When You Make a Mistake…

Like it or not, we’ve all made our share of mistakes. It’s what we do next that determines our success as a leader.


Image courtesy of Byrne Reese on Flickr

Early in my career, I made a big mistake with a volunteer. He had done some things which forced the Board chair to remove him from his post, and it was my job to implement this action. However, the way I chose to do it was publicly disrespectful of the many years of service this gentleman had provided my organization. He was so offended that he responded in public.

When confronted with the outrage of the offended volunteer and his friends, I doubled-down, got hot-headed and defensive, and started to further escalate the situation.

Thankfully, someone pulled me aside and said, “You may be in the right, but your attitude and approach are putting you in the wrong.”

This was a wake-up call for me. I was able to step back and get some perspective. I called the volunteer with hat in hand and then issued a public apology.

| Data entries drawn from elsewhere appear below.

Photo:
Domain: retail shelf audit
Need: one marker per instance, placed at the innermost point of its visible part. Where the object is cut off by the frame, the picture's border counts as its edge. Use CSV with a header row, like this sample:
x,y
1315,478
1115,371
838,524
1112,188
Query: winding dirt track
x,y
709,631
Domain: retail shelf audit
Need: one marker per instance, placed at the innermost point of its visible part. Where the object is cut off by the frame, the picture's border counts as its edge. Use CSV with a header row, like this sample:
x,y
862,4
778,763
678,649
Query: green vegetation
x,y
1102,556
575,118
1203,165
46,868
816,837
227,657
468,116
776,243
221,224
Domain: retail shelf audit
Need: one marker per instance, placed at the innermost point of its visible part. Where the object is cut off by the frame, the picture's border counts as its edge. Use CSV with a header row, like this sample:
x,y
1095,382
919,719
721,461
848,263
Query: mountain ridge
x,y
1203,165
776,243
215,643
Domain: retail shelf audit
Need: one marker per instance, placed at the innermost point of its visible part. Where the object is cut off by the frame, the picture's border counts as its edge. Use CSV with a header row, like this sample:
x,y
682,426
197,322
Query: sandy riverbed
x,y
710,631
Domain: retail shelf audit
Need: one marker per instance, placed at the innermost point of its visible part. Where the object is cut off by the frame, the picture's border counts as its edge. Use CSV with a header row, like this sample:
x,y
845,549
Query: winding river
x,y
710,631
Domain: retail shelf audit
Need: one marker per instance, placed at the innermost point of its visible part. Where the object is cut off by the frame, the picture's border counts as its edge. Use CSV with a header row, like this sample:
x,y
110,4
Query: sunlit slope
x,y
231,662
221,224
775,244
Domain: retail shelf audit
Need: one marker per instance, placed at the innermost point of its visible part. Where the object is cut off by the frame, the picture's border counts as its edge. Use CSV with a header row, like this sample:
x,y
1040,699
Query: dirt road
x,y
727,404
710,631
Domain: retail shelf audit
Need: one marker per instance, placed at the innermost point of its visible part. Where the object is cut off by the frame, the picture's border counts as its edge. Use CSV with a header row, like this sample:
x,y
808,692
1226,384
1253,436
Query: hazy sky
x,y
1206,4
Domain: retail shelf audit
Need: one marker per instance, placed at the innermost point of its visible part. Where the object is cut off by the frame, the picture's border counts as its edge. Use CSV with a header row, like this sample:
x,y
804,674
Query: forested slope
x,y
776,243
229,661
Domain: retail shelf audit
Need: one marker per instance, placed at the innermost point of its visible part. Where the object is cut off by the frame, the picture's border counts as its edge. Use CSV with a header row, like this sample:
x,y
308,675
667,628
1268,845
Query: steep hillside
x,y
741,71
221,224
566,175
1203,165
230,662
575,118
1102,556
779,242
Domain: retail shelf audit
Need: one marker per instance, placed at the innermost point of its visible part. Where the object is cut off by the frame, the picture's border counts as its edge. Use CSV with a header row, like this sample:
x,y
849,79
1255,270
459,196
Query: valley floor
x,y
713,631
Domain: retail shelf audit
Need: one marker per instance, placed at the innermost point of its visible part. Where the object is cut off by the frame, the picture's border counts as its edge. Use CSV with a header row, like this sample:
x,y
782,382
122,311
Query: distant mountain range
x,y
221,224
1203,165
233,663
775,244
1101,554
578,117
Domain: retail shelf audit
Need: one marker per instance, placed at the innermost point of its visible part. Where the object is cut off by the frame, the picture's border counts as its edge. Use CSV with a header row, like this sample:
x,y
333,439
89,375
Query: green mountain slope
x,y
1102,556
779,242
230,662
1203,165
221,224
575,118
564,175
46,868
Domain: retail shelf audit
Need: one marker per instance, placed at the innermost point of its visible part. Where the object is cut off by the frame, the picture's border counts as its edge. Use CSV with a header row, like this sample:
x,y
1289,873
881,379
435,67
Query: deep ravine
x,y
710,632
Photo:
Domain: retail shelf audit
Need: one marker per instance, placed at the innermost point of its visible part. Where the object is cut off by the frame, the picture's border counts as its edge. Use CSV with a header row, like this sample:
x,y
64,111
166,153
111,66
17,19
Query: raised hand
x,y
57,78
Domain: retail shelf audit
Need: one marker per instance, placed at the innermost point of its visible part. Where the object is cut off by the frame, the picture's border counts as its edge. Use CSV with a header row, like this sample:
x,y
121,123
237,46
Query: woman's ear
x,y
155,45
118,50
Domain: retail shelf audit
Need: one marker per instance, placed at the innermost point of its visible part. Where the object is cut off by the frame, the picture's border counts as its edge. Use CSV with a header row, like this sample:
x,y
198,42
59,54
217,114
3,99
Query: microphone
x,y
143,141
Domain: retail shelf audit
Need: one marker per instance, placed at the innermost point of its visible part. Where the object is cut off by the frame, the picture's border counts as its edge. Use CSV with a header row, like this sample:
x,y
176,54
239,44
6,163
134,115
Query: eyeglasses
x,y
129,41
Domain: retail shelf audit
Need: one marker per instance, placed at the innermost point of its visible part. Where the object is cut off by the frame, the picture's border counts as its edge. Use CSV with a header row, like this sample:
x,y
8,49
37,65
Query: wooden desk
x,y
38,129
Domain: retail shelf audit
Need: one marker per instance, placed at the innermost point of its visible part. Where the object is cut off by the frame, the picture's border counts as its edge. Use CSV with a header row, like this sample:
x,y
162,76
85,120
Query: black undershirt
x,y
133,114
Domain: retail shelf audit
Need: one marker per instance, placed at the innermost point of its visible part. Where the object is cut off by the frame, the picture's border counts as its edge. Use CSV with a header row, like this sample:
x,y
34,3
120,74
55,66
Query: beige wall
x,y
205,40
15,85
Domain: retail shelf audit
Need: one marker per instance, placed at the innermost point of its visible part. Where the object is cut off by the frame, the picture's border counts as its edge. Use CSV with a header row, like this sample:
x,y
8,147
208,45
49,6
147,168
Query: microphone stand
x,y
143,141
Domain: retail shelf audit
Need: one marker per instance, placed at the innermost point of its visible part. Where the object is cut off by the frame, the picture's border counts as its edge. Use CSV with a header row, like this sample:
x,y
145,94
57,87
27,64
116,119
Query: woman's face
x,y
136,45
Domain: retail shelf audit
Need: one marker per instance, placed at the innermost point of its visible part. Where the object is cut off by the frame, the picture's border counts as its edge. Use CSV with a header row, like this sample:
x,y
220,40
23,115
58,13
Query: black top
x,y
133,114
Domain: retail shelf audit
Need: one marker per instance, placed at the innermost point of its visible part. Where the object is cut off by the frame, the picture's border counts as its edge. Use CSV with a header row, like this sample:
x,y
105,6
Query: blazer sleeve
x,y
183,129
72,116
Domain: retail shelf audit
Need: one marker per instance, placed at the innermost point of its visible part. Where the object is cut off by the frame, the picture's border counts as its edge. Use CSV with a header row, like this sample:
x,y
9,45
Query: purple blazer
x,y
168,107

As leaders, we are called upon to make decisions everyday. Some of those decisions are bound to be wrong. Great leaders own their mistakes, acknowledge them without defense, and focus on how to move things in a positive direction. Poor leaders try to cover up their mistakes, obfuscate the situation, and blame others.

My dad tells a great story: My grandfather, every time he made a mistake, would say, “Hmm, first mistake I ever made in my life!” I like to think of him saying it several times a day.

What I hear him acknowledging — granted, in a humorous way — is that he had made a mistake, and that it happens all the time.

So the next time you make a mistake, try this simple four-part response:

  1. Own it. Call it a mistake and don’t hide from it. Show others that it’s OK to acknowledge that something didn’t go as planned.
  2. Apologize for it. Depending on the circumstances, someone may have been wronged or otherwise gotten the short end of the deal. So tell them you’re sorry you caused it. And don’t beat around the bush — a heartfelt “I’m sorry” can go a long way.
  3. Make a plan. There’s nothing you can do to undo a mistake. All you can do is choose to improve the situation from where it is now. You might still be able to fix it, or you might just have to promise yourself and others that you’ve learned from it and will do better next time.
  4. Move on. Beating yourself up won’t do any good. Call it water under the bridge and focus your energies on being a great leader for whatever comes up next.

So get out there and be awesome. And if you trip along the way, it’s all good. We’ll still follow you… as long as you don’t say it was the sidewalk’s fault.